Y sin embargo... ¡Cuánto me esfuerzo en despojar a los vivos pilares (como llamaba Charles Baudelaire a los árboles) de sus viejas costumbres, incitándolos a la renovación! Muchos de ellos, solo desnudándose recobran el vigor del mejor vestido. Por otra parte, ¿no son bellísimas las tonalidades que invento? ¿Dónde hallar si no los ocres liquidámbar, el ginkgo amarillo, o el dorado de los fresnos? Por no mencionar a uno de mis protagonistas, siempre firme a la hora del cambio: el duradero roble.
¿Dónde hallar los ocres liquidámbar, el ginkgo amarillo, o el dorado de los fresnos?

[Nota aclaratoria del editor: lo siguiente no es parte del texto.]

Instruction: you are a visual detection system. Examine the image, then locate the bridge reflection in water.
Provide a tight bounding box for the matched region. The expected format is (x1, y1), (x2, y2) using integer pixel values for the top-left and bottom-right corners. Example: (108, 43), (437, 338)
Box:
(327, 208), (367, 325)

A pesar de toda la orquestación de los colores, y los vientos amenos que propago, fomentando la caída cadenciosa, lenta, propagando rumores en el aire, y tendiendo una alfombra cromática única en la parte del planeta por el que me toca dar mi toque, me adjudican la metáfora de lo que se está yendo, la belleza perdida de los años. No anuncio la muerte, ni el olvido. Los poetas se aprovechan del aspecto rudimentario de los árboles para considerarme la estación de lo vivido. Hasta llaman “hojas muertas” a las más bellas que desparramo por si algún paseante contemplativo –los más considerados– la atesora dentro de un libro. Jacques Prévert tendrá sus motivos para los siguientes versos: “Las hojas muertas se recogen con una pala/ los recuerdos y las penas también./ Y el viento del norte se las lleva,/ a la noche fría del olvido”. Pero la realidad de mi estación no es la pérdida. Otoñalmente hablando, mejor descartar en las mudanzas (de estación, de etapas) aquello que más pesa. Aliviar el equipaje, como aconsejaba Antonio Machado, para que el futuro aflore, aunque sea tenuemente. Y no me refiero al color esperanza (verde ansioso, arrebatado) sino a los más sutiles de la experiencia.